Moção de Apelo para federalizar caso Orelha é aprovado na Câmara de Blumenau

Foto: Edilaine Kaleski/divulgação

Na primeira sessão ordinária da Câmara de Vereadores de Blumenau em 2026, realizada nesta terça-feira, 3, o vereador Bruno Cunha (Cidadania) apresentou uma Moção de Apelo solicitando a federalização do chamado Caso Orelha, que envolve a morte de um cão vítima de maus-tratos e gerou forte comoção em Blumenau e em todo o estado. A moção foi aprovada por unanimidade pelos demais parlamentares.

O pedido é para que as investigações deixem a esfera estadual de Santa Catarina e passem a ser conduzidas pela Polícia Federal, pela Justiça Federal e pelo Ministério Público Federal. A iniciativa busca garantir maior rigor, independência e transparência na apuração do caso, que se tornou um símbolo da luta contra os maus-tratos a animais.

Segundo Bruno Cunha, a federalização é uma resposta à indignação da sociedade e à necessidade de que o caso tenha um encaminhamento à altura da gravidade dos fatos. “O Caso Orelha ultrapassou os limites de Blumenau e de Santa Catarina. Ele se tornou um clamor nacional por justiça. A federalização é uma forma de assegurar que a investigação seja conduzida com o máximo de isenção e seriedade”, afirmou o vereador.

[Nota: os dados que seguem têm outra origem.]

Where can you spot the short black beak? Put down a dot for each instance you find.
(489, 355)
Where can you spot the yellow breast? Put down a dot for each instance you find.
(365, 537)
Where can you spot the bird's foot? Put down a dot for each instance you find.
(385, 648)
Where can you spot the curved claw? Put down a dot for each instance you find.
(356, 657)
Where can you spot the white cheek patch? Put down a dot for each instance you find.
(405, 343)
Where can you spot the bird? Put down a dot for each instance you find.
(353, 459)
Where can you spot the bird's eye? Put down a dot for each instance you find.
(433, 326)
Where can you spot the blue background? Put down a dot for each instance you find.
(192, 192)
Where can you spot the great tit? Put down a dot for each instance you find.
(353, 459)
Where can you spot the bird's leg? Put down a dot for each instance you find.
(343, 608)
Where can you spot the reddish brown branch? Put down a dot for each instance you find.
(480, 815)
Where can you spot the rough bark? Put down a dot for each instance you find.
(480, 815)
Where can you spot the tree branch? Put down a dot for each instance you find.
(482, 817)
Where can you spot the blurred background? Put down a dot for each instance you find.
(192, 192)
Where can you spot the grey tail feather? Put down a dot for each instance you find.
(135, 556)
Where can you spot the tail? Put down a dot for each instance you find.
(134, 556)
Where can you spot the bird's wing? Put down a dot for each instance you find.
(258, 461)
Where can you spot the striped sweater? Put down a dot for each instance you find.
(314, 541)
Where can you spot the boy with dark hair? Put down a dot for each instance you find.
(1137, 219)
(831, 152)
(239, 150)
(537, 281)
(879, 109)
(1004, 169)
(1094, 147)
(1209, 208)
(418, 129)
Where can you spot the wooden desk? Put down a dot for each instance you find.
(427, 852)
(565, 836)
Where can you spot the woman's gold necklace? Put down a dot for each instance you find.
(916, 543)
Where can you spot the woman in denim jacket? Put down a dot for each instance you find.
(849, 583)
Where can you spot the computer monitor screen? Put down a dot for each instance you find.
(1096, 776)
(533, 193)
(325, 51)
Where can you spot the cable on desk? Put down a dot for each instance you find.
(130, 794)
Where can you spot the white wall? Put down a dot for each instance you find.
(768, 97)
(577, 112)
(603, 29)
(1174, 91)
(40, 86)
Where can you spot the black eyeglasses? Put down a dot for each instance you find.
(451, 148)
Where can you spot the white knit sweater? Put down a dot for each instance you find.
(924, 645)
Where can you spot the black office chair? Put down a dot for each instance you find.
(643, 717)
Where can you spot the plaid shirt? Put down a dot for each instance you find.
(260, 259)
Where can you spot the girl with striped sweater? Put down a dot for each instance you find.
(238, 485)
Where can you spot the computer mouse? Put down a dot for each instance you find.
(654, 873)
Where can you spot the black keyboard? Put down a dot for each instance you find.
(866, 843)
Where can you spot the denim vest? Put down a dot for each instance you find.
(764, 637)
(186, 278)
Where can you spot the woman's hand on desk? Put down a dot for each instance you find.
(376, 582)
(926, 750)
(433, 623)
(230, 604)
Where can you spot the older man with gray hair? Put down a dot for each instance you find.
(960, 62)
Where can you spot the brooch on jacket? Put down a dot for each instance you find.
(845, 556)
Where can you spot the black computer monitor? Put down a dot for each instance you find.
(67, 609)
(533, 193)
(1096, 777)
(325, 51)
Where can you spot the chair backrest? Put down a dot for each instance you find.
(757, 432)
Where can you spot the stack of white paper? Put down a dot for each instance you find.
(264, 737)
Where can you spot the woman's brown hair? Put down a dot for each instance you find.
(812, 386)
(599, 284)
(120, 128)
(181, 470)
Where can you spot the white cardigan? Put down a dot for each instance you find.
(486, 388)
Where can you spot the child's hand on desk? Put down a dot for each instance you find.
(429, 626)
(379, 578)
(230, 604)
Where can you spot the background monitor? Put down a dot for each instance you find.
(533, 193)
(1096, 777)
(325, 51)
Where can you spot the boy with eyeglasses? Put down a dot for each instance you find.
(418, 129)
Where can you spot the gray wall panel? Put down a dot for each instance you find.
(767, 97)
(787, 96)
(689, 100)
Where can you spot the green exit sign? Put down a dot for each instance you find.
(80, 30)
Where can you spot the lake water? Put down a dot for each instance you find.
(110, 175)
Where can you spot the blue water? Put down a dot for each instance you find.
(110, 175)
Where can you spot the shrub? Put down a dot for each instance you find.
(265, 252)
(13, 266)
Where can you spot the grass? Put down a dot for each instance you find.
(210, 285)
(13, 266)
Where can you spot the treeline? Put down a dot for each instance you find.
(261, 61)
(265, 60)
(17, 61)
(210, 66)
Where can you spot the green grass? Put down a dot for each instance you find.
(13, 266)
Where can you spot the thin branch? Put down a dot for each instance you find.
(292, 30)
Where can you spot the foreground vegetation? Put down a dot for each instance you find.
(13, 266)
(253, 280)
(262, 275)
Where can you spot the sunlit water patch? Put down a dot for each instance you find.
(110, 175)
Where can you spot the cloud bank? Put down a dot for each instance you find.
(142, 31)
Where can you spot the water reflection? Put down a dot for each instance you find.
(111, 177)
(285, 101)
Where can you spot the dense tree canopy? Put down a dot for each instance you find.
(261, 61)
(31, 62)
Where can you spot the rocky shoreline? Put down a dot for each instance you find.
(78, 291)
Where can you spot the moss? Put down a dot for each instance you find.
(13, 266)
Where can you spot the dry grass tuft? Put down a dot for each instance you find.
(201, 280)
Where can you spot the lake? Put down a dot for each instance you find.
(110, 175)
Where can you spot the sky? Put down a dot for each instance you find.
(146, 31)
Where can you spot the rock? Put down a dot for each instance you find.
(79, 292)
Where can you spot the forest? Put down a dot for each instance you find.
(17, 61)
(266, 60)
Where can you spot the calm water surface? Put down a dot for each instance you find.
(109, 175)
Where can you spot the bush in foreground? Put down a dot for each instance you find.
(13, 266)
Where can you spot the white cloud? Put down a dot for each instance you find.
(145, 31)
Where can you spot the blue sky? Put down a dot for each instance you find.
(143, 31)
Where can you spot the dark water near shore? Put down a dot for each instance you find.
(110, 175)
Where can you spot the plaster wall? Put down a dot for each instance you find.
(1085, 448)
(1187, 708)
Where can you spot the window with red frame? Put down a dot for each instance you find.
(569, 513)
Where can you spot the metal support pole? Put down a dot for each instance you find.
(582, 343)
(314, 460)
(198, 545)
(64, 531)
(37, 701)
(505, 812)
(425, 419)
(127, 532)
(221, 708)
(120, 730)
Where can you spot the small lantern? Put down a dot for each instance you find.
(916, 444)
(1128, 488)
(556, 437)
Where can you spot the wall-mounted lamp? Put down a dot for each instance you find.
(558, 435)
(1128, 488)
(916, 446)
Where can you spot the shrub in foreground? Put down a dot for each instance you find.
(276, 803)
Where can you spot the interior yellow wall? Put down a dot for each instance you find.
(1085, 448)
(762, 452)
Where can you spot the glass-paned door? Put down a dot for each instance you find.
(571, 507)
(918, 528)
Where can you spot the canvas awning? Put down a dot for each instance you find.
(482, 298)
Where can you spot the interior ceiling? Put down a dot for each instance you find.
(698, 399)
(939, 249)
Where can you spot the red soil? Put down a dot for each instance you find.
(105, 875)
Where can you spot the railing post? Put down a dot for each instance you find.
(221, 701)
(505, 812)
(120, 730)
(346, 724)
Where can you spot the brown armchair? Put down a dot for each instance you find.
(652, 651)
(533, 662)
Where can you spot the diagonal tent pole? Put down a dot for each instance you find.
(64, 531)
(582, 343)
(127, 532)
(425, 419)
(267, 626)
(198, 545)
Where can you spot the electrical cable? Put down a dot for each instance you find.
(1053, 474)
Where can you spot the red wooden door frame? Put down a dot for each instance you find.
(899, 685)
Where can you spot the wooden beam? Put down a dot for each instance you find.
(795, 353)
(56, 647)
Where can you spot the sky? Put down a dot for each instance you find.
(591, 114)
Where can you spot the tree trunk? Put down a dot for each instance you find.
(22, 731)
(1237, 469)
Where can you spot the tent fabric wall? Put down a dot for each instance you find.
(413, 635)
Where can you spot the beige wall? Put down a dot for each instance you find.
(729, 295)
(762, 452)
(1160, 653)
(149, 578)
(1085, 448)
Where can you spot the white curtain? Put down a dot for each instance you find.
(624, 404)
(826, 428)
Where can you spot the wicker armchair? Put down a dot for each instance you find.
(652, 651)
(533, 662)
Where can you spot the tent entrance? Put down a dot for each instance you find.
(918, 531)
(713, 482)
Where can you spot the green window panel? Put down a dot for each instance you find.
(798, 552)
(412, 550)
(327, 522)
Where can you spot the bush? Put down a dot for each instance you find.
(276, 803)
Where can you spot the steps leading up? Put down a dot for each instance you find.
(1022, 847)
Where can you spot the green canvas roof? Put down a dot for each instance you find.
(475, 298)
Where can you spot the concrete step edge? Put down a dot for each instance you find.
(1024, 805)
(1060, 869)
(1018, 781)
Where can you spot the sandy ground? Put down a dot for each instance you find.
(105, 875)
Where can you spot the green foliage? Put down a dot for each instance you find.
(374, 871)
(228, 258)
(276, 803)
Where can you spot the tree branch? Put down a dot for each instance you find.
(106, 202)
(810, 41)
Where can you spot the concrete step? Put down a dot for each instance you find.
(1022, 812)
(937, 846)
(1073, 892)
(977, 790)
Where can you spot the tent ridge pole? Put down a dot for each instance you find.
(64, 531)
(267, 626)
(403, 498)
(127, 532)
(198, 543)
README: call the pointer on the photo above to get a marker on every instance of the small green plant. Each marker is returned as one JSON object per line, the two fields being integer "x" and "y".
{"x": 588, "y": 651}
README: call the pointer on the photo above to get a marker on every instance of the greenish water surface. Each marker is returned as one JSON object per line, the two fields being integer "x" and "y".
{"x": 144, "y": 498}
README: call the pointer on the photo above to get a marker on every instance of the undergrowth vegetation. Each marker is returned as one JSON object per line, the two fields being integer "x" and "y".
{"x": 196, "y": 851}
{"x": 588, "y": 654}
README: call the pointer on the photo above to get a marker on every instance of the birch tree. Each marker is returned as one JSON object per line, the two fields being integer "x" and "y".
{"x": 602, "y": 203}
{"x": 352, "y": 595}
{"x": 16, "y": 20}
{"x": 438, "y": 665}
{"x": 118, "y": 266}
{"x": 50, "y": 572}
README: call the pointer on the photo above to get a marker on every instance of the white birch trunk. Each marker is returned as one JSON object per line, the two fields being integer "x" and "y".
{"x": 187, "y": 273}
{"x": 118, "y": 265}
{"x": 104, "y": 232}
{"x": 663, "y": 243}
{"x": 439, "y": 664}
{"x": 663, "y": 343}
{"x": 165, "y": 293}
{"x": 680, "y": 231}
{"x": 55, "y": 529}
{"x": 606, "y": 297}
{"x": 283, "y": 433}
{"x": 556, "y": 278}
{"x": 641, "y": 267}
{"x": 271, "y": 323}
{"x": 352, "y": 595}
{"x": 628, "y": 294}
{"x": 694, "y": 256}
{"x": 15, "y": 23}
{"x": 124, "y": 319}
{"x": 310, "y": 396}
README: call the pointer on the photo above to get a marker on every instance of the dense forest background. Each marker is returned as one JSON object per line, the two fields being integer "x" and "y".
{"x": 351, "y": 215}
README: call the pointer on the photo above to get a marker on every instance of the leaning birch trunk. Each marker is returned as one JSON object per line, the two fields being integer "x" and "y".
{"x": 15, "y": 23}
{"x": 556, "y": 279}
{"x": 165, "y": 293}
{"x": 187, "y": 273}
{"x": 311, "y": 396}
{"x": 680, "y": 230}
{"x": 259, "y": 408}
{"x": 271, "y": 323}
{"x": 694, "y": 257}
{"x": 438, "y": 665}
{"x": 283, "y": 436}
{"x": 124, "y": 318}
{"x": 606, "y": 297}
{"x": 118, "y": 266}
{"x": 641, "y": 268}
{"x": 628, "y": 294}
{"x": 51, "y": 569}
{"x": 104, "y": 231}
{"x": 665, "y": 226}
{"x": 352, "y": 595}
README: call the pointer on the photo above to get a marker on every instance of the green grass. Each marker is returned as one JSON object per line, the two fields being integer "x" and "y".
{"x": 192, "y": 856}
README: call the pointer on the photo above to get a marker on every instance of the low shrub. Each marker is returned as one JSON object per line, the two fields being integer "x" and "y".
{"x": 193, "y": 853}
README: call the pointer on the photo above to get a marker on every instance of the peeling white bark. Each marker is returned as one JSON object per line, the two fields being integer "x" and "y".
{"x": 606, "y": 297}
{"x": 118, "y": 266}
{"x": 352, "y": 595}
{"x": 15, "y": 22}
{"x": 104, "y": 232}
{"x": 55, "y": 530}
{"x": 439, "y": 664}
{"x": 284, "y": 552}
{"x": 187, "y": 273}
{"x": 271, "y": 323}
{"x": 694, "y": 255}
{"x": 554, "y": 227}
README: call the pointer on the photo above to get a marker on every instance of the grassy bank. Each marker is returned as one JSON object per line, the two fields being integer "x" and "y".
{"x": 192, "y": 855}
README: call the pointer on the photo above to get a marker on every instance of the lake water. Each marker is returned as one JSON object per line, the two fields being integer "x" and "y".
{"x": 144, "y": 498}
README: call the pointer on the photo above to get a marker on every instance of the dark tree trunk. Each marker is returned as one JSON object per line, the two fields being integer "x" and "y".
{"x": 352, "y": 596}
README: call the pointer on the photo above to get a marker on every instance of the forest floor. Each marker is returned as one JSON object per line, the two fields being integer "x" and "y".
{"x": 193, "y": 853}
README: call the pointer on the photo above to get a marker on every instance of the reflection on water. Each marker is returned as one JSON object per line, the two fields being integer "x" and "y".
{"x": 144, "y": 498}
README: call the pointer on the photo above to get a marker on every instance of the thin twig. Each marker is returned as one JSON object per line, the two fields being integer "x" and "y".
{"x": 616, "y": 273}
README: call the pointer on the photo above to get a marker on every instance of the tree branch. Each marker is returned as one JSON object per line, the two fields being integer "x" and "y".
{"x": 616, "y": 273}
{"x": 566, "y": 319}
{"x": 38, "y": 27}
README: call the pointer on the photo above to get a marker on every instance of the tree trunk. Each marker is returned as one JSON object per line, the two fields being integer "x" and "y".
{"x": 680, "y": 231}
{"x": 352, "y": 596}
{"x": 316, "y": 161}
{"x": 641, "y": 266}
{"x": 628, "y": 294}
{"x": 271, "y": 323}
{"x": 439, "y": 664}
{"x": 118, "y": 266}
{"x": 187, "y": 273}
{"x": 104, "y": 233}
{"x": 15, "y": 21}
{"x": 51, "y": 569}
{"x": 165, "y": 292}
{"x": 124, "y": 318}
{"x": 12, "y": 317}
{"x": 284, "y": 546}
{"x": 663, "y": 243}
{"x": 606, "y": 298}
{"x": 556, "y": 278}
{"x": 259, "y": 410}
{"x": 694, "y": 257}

Bruno destacou ainda que o episódio expôs fragilidades no enfrentamento aos crimes de maus-tratos. “Quando a sociedade se mobiliza dessa forma, é porque algo falhou. Precisamos dar uma resposta concreta, que mostre que a violência contra animais não será tolerada e que casos como esse não ficarão impunes”, completou.

A Moção de Apelo será encaminhada aos órgãos federais competentes, reforçando o pedido para que assumam a condução do caso e aprofundem as investigações. O vereador reforçou que seguirá acompanhando o andamento do processo e cobrando providências até que haja justiça.

6 Comentário

  1. Boa tarde…Nao votei no último pleito para este vereador..Porem com atos como estes me fazem repensar em quem votar e ser mais consciente.Guardarei bem seu nome..🙌

  2. A punição para os adolescentes deveria ser prestar serviços comunitários em entidades que cuidam de animais, durante 6 meses , 4 horas diárias . São adolescentes, erraram , cometeram um ato inaceitável, prisão não pode existir em razão da idade, multa não ensina ninguém, mas prestar serviços cuidando de animais talvez eduque estes adolescentes , já que os pais não educaram. E para os pais que tentaram intimidar testemunhas, estes sim, deveriam passar um tempo presos para que seus filhos vejam o que fizeram e aprendam algo .

  3. Como você trata os animais ,fala muito de você ,como pessoa ,como país,os torturadores adolescentes durante horas exerceram extrema crueldade no cão dócil e indefeso,o Brasil não vai perdoar ,não vai esquecer,e melhor eles confessar,ser punidos ,porém nunca serão esquecidos ,devido a requinte de crueldade,nunca haverá paz na suas vidas ,nem na sua família,depois de cometer o ato ,não há arrependimento,não há vontade de pagar na frente da sociedade,e por isso que nunca será um caso encerrado nem esquecido.

  4. Toda essa comoção, mostra o esgotamento d uma sociedade perante as atrocidades contra os animais já tão banalizadas. É um BASTA, diante das covardias. leis existem , más ainda c mais força existe a impunidade, as influências, o poder aquisitivo, ditando regras.

  5. A punição não pode ser prestar serviços comunitários em santuários . Não tem como a pena ser transferida à quem ama e cuida de animais . A pena , deverá ser reclusão e os pais , responderem pelos atos de ameaça e intimação às testemunhas .

  6. Esse caso exige federalizar. SC não tem a menor intenção em elucidar essa crueldade com transparência. A população merece que os culpados sejam punidos com leis severas. Sem transparência, não tem justiça. Não podemos normalizar essas condutas de maus tratos e principalmente, crime hediondo contra os animais.